Social Sanctions In Video Games

scarletletter.jpg With all the chatter about the Fall 360 dashboard update that's going to incorporate more "social networking" aspects a la Facebook et al, Leigh Alexander has some interesting thoughts up on her Sexy Videogameland blog (taking off from some proposals made by N'Gai Croal in Newsweek) on potential schemes for "social sanctions" via gamertag. This is still being driven by the BioShock dilemma that doesn't give you many options (harvest or save the Little Sisters?), but I'm not at all convinced that investing in-game experiences "with actual, long-term, lingering consequences" is going to add some deep and rich experience to gaming. Alexander doesn't sound terribly convinced, either:

Part of the fun, sometimes, in doing atrocious things in games is that it's fiction. The fact that it's fiction does not make it any less impactful to me. Another part of the fun for me, in video games, is that you can experiment with the boundaries of a world, push them, and if you leave a permanent mark, you can reset, try again. I'd hate if the fear of being caught in my private, solitary mess-around actually restrained me from playing around in a game.

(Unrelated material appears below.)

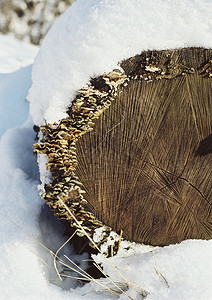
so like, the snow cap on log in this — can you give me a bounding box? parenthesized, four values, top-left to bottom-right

So to answer N'Gai's question -- yes, it would change how I played games, but I don't think for the better.

Croal's original piece is worth taking a gander at and raises some interesting questions of where our outward gaming personas might be telling people in a few years... Still, I don't think we should be linking in-game "personas" with real life - and I don't even have any murdered Little Sisters lurking in my gaming closet.